In 1612, Juan and Rodrigo de Hoyos, two indigenous brothers traveling with a 10-year old black criollo named Juan Moreno, planned their return when a storm arose. Their boat swayed violently in the waves. That was when they saw the statue floating in the water with the inscription “Yo soy la Virgen de la Caridad” – I am the Virgin of Charity. The three Juanes brought the statue back safely to Barajagua, the Virgin’s first home before moving to El Cobre. When I arrived to El Cobre a day or so after canoeing the Toa, I climbed up to her sanctuary, nestled high in the mountains. Our bus driver asked our group of students visiting the island “Ustedes son creyentes?” – Are you believers? “Si,”—yes, I responded for myself, never having imagined that my promesa would lead me to study Eusebia Cosme; an artist and native of the region who was honored as Santiago de Cuba’s Favorite Daughter amidst the Virgin of Charity’s coronation in 1936.

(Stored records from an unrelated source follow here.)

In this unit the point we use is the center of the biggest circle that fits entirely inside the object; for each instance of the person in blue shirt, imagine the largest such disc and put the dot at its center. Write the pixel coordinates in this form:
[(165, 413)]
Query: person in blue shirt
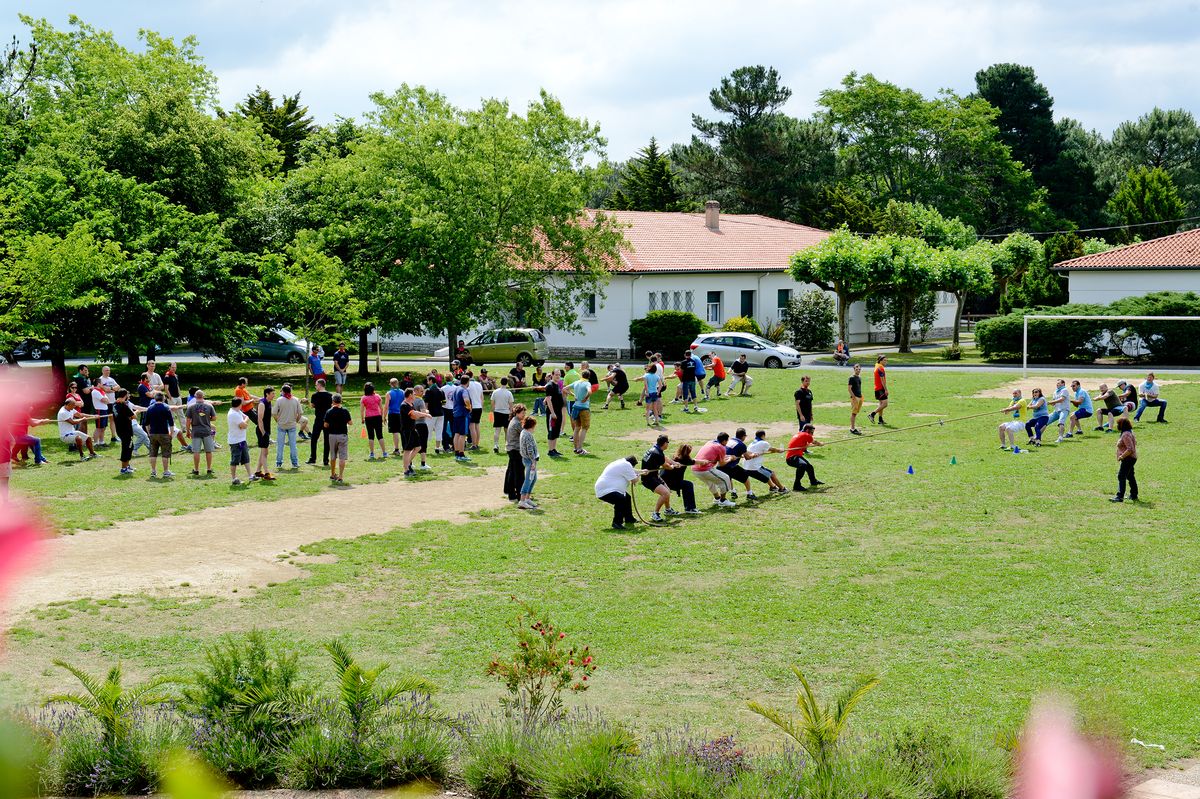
[(1083, 404), (1150, 400), (318, 371)]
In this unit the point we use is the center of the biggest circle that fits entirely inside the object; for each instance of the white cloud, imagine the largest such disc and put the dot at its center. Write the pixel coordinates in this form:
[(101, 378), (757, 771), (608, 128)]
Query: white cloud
[(642, 68)]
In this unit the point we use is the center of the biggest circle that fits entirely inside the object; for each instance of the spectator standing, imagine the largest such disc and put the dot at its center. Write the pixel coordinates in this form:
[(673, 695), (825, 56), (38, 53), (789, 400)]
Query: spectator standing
[(237, 428), (201, 420), (1127, 458), (372, 419), (527, 446), (321, 402), (337, 430)]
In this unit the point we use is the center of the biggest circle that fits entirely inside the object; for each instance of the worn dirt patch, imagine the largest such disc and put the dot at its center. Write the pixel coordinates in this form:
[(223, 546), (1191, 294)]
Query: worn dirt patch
[(1047, 383), (221, 548), (701, 432)]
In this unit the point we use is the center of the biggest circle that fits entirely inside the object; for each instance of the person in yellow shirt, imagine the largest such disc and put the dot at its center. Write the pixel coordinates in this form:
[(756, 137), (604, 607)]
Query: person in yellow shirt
[(1008, 430)]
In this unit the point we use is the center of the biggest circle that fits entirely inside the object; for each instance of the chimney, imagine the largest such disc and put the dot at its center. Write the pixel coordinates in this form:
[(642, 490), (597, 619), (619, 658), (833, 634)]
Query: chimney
[(713, 215)]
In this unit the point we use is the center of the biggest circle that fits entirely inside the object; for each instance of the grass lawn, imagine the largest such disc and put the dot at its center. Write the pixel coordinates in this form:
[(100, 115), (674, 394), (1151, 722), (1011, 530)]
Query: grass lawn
[(970, 588)]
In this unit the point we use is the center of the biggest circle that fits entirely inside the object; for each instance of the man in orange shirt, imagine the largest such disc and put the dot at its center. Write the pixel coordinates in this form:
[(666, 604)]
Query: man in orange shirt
[(796, 450), (881, 388), (714, 380)]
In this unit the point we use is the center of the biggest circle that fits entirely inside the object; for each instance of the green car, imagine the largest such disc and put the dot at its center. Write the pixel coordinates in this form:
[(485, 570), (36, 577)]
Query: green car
[(505, 346)]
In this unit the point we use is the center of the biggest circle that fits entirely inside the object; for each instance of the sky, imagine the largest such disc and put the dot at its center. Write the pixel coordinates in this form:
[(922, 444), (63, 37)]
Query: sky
[(642, 68)]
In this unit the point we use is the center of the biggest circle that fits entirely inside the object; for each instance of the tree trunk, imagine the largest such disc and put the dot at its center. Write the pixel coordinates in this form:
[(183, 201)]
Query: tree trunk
[(958, 316), (364, 352), (905, 326)]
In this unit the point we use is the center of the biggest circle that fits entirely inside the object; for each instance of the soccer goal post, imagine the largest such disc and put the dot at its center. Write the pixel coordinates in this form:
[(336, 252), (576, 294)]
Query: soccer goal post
[(1025, 328)]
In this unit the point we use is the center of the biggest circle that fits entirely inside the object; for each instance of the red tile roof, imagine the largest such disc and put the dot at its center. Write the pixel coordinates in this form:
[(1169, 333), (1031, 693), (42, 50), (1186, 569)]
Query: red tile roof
[(1177, 251), (681, 242)]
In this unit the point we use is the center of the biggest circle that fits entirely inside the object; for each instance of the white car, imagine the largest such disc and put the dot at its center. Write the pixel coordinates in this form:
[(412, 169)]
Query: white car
[(759, 350)]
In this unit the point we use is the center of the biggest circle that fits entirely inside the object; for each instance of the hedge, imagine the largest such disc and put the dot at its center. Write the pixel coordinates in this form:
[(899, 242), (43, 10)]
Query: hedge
[(1062, 341)]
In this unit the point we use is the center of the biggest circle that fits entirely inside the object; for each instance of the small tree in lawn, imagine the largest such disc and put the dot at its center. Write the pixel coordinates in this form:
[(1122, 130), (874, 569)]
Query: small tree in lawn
[(310, 290), (964, 272), (810, 318)]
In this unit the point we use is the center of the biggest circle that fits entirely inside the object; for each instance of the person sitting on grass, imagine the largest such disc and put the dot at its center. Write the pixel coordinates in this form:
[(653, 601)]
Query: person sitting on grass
[(1008, 430)]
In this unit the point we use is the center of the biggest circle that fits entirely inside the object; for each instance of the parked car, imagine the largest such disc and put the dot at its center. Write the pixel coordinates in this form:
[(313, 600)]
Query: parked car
[(505, 346), (759, 350), (276, 344)]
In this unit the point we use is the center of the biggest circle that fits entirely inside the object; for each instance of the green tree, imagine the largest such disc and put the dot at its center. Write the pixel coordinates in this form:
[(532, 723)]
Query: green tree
[(965, 272), (945, 151), (1147, 194), (647, 182), (1164, 139), (454, 217), (307, 290), (846, 264), (755, 158), (286, 121)]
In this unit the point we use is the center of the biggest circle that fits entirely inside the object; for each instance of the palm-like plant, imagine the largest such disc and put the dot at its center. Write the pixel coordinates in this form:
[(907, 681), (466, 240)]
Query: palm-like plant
[(109, 702), (817, 728)]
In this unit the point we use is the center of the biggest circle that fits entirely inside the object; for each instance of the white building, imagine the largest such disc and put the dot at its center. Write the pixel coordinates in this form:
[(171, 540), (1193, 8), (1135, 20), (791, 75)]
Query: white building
[(1167, 264), (715, 265)]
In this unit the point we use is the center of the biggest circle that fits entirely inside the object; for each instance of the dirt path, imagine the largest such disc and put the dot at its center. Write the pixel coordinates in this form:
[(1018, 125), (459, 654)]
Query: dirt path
[(221, 548)]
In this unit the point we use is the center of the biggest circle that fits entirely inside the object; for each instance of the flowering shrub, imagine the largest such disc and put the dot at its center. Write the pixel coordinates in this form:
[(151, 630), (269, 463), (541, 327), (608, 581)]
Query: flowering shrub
[(541, 667)]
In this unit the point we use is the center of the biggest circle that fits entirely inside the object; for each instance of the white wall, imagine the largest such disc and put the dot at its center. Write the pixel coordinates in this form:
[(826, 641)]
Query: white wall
[(1101, 287)]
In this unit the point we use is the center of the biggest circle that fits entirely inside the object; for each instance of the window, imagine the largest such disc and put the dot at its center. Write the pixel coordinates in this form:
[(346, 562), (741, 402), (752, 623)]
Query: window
[(714, 308), (783, 299), (748, 302)]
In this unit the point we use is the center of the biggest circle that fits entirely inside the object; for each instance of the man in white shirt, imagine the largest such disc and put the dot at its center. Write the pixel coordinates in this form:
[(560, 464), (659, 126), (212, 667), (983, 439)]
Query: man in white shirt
[(475, 391), (67, 418), (1150, 400), (502, 407), (239, 450), (612, 486), (753, 462)]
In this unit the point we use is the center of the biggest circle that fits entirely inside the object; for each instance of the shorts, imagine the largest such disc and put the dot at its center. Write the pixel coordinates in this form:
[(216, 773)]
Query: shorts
[(652, 481), (204, 443), (239, 454), (160, 443), (339, 448)]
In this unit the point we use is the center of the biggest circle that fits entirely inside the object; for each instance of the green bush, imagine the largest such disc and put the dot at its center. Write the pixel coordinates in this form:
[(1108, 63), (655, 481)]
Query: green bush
[(594, 762), (743, 324), (810, 319), (670, 332), (499, 760)]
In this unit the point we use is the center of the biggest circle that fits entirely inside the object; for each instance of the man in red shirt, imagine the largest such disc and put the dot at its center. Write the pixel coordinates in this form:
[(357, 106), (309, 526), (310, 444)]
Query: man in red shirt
[(711, 456), (797, 449), (881, 388)]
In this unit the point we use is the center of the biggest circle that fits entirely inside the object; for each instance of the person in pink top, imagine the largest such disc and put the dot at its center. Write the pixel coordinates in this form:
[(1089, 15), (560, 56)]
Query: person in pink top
[(711, 456), (1127, 456), (372, 418)]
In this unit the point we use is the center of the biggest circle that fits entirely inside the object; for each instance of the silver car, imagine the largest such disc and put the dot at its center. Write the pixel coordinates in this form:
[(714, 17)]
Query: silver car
[(759, 350)]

I remember my pilgrimage to El Cobre as I have tried to envision Eusebia Cosme’s early life while researching the arts in transnational Cuban communities. I was surprised to learn that Eusebia Cosme, one of the world’s most famous declamadoras of Afro-Antillean poetry in the 1930s and 40s, was among few black artists who performed in both white and black Cuban mutual aid clubs in the United States. Cosme’s life interrupts the archival silences about black women artists who lived through this era, but there are few publications about her formative years. My waning memories of my last visit to Santiago de Cuba nearly two decades ago have caused me to wonder how Cosme’s upbringing influenced her spiritual performances of Afro-Antillean poetry.

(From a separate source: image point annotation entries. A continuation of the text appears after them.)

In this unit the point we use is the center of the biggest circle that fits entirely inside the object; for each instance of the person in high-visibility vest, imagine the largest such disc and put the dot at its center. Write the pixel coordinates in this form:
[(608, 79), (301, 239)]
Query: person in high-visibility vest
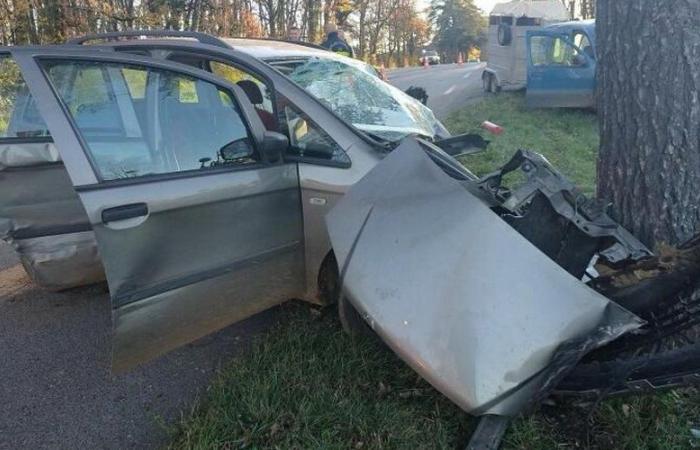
[(335, 41)]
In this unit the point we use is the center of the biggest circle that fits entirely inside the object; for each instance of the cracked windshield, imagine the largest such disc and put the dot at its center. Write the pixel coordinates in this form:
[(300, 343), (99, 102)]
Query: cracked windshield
[(359, 97)]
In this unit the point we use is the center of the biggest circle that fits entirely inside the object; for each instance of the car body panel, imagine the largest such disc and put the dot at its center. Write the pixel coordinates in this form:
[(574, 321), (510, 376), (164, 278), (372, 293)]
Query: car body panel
[(210, 247), (463, 298), (42, 218), (554, 85)]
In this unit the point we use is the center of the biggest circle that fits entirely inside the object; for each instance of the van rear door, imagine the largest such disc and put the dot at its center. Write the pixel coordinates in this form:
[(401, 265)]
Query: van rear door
[(559, 74)]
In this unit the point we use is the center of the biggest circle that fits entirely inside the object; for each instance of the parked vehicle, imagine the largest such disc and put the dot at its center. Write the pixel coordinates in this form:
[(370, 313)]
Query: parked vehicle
[(430, 56), (561, 65), (217, 184), (509, 22)]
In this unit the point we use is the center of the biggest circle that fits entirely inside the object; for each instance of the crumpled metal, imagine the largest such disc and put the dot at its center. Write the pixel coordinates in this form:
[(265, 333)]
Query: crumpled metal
[(62, 261), (465, 300)]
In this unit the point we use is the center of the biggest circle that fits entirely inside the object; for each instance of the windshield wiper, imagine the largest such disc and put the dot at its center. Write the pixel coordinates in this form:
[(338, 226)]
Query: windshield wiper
[(383, 143)]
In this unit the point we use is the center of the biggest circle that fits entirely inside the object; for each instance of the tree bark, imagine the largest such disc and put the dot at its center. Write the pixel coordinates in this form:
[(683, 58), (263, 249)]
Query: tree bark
[(649, 115)]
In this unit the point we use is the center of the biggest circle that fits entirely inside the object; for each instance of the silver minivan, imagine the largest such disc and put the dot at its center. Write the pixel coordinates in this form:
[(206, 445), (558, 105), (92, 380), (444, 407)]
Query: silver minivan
[(211, 179)]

Eusebia Cosme y Almanza was born into a black working-class family in Santiago de Cuba sometime between 1908 and 1911. Her parents Germán Cosme and Leocaldia Almanza earned their living working at the estate of the Marcané family, a white aristocratic family led by patriarch Luis Fernandez Marcané, a prominent legal scholar and writer elected to the Cuban senate during the 1930s. Tragically Germán and Leocaldia both died before their daughter grew up and the loss of her parents must have been difficult for both Cosme and their families, and so grief is another layer of Cosme’s life as a declamadora. As Antonio López tells us in Unbecoming Blackness (2012), the Cosme y Almanza family’s hard work led the Marcanés to sponsor Cosme’s formal education in the 1920s. Even though the Marcanés supported Eusebia Cosme, the Cosme y Almanza family story is still significant since they lived through vital spiritual, political and economic shifts that marked the end of Spanish colonialism in Cuba.

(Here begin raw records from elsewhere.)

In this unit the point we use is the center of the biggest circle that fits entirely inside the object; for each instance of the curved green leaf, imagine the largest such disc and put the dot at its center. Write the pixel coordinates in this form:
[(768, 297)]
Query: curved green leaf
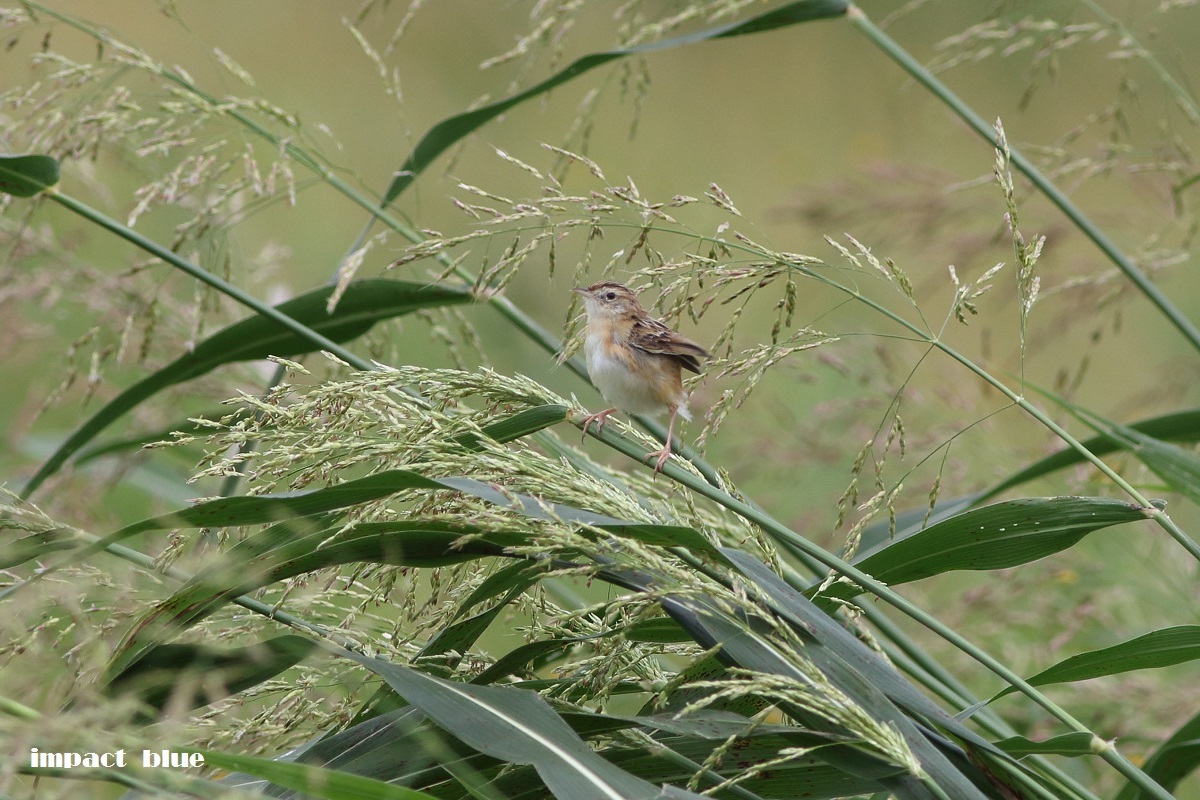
[(993, 537), (1071, 745), (1180, 426), (519, 727), (364, 304), (255, 510), (1163, 648), (1173, 761), (27, 175), (454, 128)]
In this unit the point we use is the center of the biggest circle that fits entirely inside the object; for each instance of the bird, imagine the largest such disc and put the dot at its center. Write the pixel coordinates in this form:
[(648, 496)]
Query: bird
[(635, 360)]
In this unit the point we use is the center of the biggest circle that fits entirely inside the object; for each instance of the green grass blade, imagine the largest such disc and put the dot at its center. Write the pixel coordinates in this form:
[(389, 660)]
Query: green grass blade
[(517, 727), (1163, 648), (27, 175), (1179, 467), (364, 304), (255, 510), (1071, 745), (313, 781), (1180, 426), (993, 537), (262, 560), (1173, 761)]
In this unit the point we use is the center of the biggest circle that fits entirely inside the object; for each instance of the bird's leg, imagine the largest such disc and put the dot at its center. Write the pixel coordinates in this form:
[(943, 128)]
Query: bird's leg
[(599, 419), (665, 452)]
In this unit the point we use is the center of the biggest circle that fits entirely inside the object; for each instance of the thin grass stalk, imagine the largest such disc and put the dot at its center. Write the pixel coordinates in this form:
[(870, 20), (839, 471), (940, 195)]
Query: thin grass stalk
[(949, 689), (204, 276), (507, 308), (793, 542), (1044, 185)]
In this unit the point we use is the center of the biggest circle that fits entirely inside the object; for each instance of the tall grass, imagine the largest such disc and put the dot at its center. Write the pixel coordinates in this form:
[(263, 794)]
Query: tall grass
[(412, 579)]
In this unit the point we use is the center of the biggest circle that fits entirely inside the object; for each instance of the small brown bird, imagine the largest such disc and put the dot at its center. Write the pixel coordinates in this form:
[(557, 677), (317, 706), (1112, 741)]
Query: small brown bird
[(635, 360)]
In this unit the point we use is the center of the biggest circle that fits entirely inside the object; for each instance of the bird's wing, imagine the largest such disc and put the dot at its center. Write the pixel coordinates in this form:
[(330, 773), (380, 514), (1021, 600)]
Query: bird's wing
[(652, 336)]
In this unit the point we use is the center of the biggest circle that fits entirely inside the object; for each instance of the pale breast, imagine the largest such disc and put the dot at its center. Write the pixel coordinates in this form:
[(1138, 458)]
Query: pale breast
[(627, 390)]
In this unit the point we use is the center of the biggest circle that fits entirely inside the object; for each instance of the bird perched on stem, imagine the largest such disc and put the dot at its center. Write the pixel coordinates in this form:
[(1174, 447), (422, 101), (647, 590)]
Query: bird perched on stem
[(635, 360)]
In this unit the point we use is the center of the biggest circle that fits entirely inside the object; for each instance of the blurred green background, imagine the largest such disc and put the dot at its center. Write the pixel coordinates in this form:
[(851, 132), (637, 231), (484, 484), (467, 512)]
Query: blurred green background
[(813, 132)]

The Cosme y Almanza family may have its ancestral roots in El Cobre, a small copper mining town northwest of Santiago de Cuba. As historian María Elena Díaz discusses in The Virgin, the King and the royal slaves of El Cobre (2000), “royal slaves” in El Cobre were colonial subjects of the Spanish king who had a unique social and political position. They had a direct line of communication to the king as well as complex families made up of slaves and free people of color. Royal slaves owned property, including other slaves, which challenges our popular notions of slavery today by urging us to think through the landscapes of marronage, when enslaved people escaped slavery by settling in the mountains. Cobreros and free people of color used their mobility as a strategy to politically pressure the monarchy and to fight for their freedom.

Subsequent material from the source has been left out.